En vérité, il aurait donné n'importe quoi pour pouvoir rester dans son lit histoire de finir sa nuit, néanmoins, au vu des nombreux messages mécontents que Rosélia lui avait envoyés suite à son absence de ce matin, il avait jugé préférable d'arrondir les angles en lui proposant de se faire un restaurant rien que tous les deux.

Il était conscient que sa petite-amie se sentait quelque peu délaissée ces derniers temps, aussi avait-il décidé de se montrer attentionné histoire de se faire pardonner.

– Justement, enchérit le surveillant après avoir tiré sur sa clope, c'était pas toi qui disais que tu sortirais jamais avec les filles de Saint Jude car elles étaient trop prudes et prétentieuses ? Elle a quoi de plus, la Rosélia, tu m'expliques ?
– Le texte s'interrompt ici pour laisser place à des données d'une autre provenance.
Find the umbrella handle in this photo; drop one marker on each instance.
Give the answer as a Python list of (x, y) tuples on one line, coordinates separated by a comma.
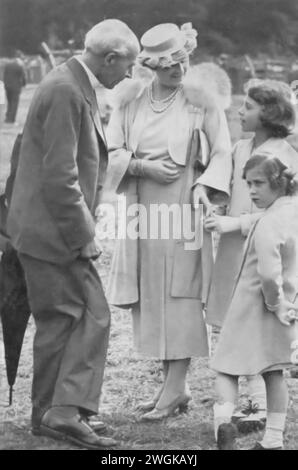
[(10, 395)]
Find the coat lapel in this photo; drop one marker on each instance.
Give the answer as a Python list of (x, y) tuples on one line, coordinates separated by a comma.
[(89, 94), (246, 248)]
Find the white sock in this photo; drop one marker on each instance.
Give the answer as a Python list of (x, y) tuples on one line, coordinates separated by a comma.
[(275, 426), (257, 390), (222, 414)]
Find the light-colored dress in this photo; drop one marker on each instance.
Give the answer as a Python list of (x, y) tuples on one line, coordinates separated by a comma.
[(166, 303), (230, 247), (252, 339)]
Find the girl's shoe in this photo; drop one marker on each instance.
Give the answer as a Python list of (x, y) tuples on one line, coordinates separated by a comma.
[(258, 446), (150, 404), (226, 436), (180, 403)]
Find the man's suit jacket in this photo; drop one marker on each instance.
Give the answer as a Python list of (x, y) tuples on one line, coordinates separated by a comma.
[(63, 160), (14, 76)]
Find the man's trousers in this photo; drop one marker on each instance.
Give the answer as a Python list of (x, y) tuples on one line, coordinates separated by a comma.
[(72, 320)]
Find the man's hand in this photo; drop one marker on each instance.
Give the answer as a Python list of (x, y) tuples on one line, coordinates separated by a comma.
[(221, 223), (287, 312), (161, 172), (91, 251), (200, 197)]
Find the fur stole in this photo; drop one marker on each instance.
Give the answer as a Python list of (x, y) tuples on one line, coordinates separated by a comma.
[(204, 85)]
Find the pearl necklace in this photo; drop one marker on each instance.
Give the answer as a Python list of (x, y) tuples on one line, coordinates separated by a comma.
[(159, 106)]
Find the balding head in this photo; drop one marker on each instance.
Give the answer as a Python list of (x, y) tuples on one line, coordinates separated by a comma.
[(111, 36), (110, 51)]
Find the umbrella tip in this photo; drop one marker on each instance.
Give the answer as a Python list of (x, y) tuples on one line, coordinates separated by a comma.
[(10, 395)]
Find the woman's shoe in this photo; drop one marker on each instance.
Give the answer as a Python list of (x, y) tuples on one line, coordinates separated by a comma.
[(180, 403)]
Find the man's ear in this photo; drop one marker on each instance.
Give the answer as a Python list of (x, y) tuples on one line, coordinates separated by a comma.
[(110, 58)]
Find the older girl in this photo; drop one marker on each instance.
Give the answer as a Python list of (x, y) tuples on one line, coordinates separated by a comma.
[(259, 330), (267, 111)]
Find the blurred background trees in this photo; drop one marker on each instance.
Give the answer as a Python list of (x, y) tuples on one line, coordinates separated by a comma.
[(225, 26)]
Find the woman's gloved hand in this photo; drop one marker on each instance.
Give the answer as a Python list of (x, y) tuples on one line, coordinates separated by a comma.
[(159, 171), (221, 223)]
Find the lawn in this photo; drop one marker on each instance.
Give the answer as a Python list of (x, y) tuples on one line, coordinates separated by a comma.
[(128, 377)]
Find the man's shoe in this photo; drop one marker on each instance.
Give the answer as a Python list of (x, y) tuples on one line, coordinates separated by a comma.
[(95, 423), (294, 373), (258, 446), (226, 436), (245, 411), (74, 429)]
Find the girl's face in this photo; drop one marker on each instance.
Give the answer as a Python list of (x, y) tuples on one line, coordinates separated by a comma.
[(259, 187), (171, 77), (249, 114)]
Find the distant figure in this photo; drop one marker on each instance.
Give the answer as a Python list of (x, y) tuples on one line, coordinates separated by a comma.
[(14, 81), (2, 102)]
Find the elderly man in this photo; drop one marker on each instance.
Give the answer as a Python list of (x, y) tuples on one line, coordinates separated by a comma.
[(63, 160)]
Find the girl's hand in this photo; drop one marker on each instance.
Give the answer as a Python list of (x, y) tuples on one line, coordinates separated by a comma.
[(200, 197), (222, 224), (287, 312), (161, 172)]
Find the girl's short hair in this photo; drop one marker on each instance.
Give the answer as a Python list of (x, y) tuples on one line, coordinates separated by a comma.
[(278, 114), (278, 174)]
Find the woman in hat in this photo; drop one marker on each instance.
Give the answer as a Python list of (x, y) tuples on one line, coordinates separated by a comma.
[(154, 136)]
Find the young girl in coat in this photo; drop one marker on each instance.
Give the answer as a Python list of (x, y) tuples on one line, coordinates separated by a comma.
[(259, 331), (268, 112)]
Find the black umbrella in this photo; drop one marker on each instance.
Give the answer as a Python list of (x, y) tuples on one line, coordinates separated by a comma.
[(14, 311)]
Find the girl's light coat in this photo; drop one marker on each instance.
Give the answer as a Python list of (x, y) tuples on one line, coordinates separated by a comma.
[(252, 339)]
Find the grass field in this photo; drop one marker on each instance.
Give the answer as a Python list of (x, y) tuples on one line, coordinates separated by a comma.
[(128, 378)]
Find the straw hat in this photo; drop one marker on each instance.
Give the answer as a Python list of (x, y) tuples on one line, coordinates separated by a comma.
[(165, 45)]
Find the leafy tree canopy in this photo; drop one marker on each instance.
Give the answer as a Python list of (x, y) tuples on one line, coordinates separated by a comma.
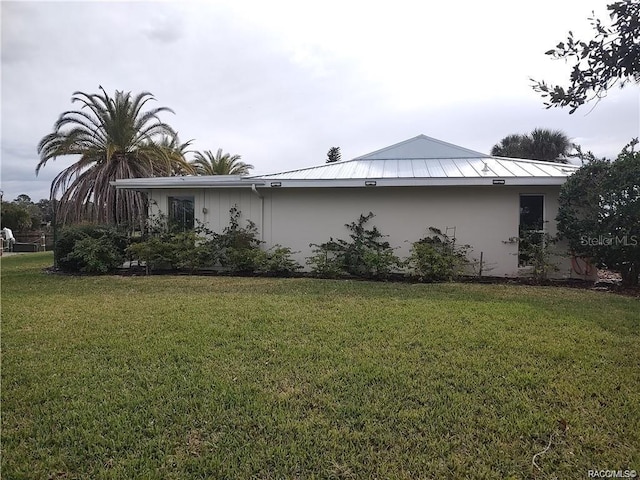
[(599, 213), (333, 155), (612, 56), (113, 138), (540, 144), (207, 163)]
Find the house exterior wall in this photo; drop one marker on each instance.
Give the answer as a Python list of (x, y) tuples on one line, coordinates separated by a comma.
[(484, 217)]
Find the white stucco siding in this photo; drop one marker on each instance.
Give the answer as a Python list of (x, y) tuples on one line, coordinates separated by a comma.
[(484, 217), (212, 206)]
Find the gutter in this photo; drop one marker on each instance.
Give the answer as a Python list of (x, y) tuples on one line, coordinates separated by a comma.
[(261, 197)]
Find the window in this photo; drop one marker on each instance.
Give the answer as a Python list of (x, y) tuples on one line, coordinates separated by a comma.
[(531, 229), (182, 213)]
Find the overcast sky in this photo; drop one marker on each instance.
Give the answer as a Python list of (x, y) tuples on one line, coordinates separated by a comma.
[(280, 82)]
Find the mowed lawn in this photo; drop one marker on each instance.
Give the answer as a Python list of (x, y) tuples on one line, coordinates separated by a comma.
[(171, 377)]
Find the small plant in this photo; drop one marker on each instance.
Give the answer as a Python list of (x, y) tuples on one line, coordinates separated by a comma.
[(239, 247), (277, 261), (535, 252), (365, 255), (437, 257), (70, 236), (95, 255)]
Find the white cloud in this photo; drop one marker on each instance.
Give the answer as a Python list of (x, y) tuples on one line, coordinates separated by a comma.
[(280, 82)]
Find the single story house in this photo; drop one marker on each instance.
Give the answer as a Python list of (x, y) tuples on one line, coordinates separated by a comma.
[(410, 186)]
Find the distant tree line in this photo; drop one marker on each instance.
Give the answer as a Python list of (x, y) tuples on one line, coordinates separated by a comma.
[(24, 215)]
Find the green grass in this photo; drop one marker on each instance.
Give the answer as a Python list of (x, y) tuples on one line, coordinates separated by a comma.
[(173, 377)]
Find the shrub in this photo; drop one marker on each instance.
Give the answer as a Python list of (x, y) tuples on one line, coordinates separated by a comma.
[(72, 234), (325, 262), (95, 255), (437, 257), (535, 251), (365, 255), (277, 261)]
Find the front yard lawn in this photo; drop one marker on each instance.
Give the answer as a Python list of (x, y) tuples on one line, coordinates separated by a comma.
[(171, 377)]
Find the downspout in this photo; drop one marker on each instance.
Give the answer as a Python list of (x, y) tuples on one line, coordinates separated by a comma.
[(255, 190)]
– Elle est jolie et pas trop chiante.

Et elle suce bien.

Point qu'il se garda de partager avec ses interlocuteurs.

– Et toi, Maël ? Tu te mets à sécher aussi ? Tu sombres du côté obscur ?
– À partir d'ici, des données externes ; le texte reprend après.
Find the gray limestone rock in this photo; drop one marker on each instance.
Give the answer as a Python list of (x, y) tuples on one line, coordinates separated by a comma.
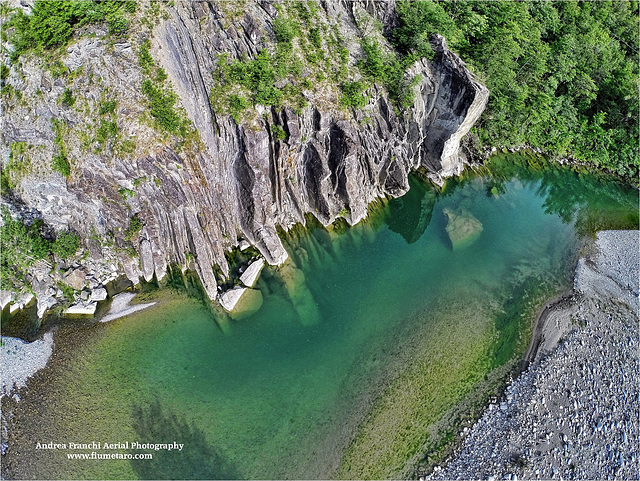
[(239, 182), (99, 294), (75, 278)]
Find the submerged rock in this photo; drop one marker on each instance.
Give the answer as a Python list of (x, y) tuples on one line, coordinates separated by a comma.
[(238, 181), (241, 302), (462, 228), (230, 298), (301, 297), (250, 276), (249, 303), (82, 309)]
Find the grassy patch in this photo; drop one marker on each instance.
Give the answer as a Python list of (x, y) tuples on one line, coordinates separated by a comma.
[(51, 24), (60, 162)]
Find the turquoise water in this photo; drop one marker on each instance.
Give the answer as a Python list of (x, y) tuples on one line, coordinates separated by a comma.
[(307, 386)]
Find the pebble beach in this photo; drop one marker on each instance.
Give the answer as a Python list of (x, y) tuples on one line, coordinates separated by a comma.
[(573, 414)]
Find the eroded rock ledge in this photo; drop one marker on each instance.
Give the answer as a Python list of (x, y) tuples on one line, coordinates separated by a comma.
[(573, 414), (241, 182)]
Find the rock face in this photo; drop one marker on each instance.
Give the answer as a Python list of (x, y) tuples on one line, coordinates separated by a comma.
[(241, 182)]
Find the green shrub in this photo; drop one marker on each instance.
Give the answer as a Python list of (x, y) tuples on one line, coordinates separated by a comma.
[(128, 146), (135, 226), (118, 25), (278, 132), (285, 29), (67, 98), (352, 94), (65, 245), (162, 103), (236, 105), (108, 130), (144, 56), (125, 193), (315, 37), (20, 247), (61, 164), (52, 23), (563, 76), (107, 107)]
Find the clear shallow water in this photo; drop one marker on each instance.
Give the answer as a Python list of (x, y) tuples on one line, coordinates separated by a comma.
[(390, 330)]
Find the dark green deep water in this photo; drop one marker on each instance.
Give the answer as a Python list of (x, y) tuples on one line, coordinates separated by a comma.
[(389, 331)]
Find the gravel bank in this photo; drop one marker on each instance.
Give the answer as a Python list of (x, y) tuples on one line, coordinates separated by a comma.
[(20, 360), (120, 307), (574, 413)]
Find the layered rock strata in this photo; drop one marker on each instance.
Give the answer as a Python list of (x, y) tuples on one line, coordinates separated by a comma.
[(240, 182)]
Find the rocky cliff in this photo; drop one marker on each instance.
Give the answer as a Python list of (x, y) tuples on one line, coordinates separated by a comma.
[(237, 180)]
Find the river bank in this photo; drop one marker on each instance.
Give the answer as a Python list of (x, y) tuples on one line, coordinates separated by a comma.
[(573, 412)]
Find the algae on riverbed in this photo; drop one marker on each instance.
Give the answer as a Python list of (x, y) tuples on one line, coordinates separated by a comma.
[(405, 336)]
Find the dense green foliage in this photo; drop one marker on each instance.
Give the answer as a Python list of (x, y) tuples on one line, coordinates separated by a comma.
[(135, 226), (21, 245), (67, 98), (304, 49), (51, 23), (60, 162), (65, 245), (352, 94), (388, 70), (563, 75), (161, 97)]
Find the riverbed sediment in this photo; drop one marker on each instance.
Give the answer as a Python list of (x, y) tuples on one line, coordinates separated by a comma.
[(573, 413)]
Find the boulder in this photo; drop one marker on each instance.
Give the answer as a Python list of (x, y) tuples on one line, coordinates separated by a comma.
[(24, 300), (5, 298), (249, 303), (250, 276), (44, 305), (75, 278), (82, 309), (99, 294), (230, 298), (462, 228)]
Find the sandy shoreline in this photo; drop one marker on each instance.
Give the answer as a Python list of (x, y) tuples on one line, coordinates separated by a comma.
[(120, 307), (573, 413), (20, 360)]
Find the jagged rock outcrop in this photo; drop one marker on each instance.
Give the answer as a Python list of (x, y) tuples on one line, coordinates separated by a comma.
[(240, 182)]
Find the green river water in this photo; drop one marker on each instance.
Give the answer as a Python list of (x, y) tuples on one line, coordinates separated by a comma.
[(389, 341)]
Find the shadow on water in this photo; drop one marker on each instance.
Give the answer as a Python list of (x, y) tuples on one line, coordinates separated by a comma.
[(197, 460), (410, 214)]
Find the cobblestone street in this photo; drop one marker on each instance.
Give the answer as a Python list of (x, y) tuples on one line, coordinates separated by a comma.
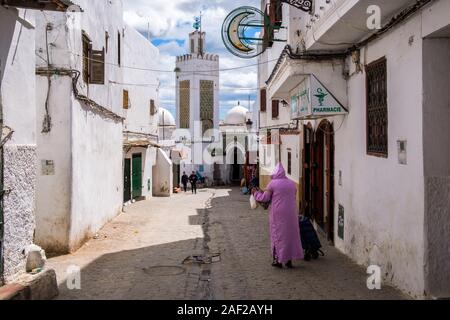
[(207, 246)]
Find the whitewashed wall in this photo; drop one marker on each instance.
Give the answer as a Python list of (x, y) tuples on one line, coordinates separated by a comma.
[(142, 85), (87, 189), (383, 200), (162, 175), (17, 94)]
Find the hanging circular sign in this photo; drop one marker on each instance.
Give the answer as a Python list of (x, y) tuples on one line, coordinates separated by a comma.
[(243, 30)]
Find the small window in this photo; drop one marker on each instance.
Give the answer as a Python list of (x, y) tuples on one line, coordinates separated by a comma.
[(263, 97), (97, 67), (276, 13), (153, 110), (87, 47), (275, 109), (93, 62), (289, 162), (126, 100), (377, 108)]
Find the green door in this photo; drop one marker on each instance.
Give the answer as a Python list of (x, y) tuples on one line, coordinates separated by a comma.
[(127, 181), (137, 176)]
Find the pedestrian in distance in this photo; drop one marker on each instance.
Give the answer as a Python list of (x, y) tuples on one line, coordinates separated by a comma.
[(284, 228), (193, 180), (184, 181)]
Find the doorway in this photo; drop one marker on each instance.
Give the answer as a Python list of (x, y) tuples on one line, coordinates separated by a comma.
[(137, 175), (323, 179), (127, 181), (176, 175), (307, 164)]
– Quoi ? N'importe quoi ! J'ai fini à onze heures.

– T'as fini depuis une heure et t'es encore là ? Tu kiffes tant que ça le lycée ?

Ce dernier enfonça les mains dans la poche de son sweat, mal à l'aise.

– Bah, non... Je suis un grand romantique aussi, c'est tout, marmonna-t-il d'une petite voix.

– Ah, ouais. Tu cours toujours après Fiona, c'est ça ? C'est pas la meuf qui sort qu'avec des gars plus âgés ?

– Si, si, c'est bien elle ! confirma Gabriel. Son copain actuel est même plus vieux que toi, j'crois !

C'était sa spécialité. Le jeune homme, quant à lui, jugeait ça particulièrement ridicule et risqué, ne voyant pas vraiment ce que des mecs de plus de vingt-cinq ans pouvaient trouver d'intéressant chez une lycéenne, si ce n'était de pouvoir abuser de sa naïveté et de son inexpérience. Mais chaque fois qu'il avait essayé d'en parler à Fiona, celle-ci s'était complètement braquée et l'avait envoyé se faire voir, lui disant avec toute la classe dont elle était capable de (ouvrez les guillemets) se foutre son avis au cul (fermez les guillemets).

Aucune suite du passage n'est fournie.